For nonconvex optimization problems, zero duality gap and saddle-point properties can be established by using a generalized Lagrangian function that verifies suitable properties. The latter fact was originally proved by Rockafellar and Wets in 2007 in finite dimensions and extended in various ways in the last decade. A main advantage of this approach is that the resulting dual problem is convex, and hence tractable via standard techniques. In this way, the optimal value, and sometimes even a solution, of the original problem, can be obtained by solving the dual problem using nonsmooth convex techniques.

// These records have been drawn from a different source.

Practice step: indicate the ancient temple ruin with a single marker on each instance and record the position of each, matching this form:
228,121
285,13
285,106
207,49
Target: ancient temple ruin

In the first part of the talk, we will recall some recent advances and applications of this fact in nonconvex duality. We will show how techniques from nonsmooth convex analysis can be incorporated into this duality scheme and provide a solution of the original (nonconvex/nonsmooth problem).
In the second part of the talk, we will report on some new results involving a sequence of dual problems that converge (in a suitable sense) to a given dual problem (called asymptotic dual problem). This model can be useful within an iterative scheme in which (i) we use a sequence of smooth approximations of a nonsmooth Lagrangian, or (ii) we want to incorporate current information to update the Lagrangian at each iteration. For the asymptotic duality, we establish hypotheses under which zero duality gap holds. We illustrate the new results in the context of equality constrained problems.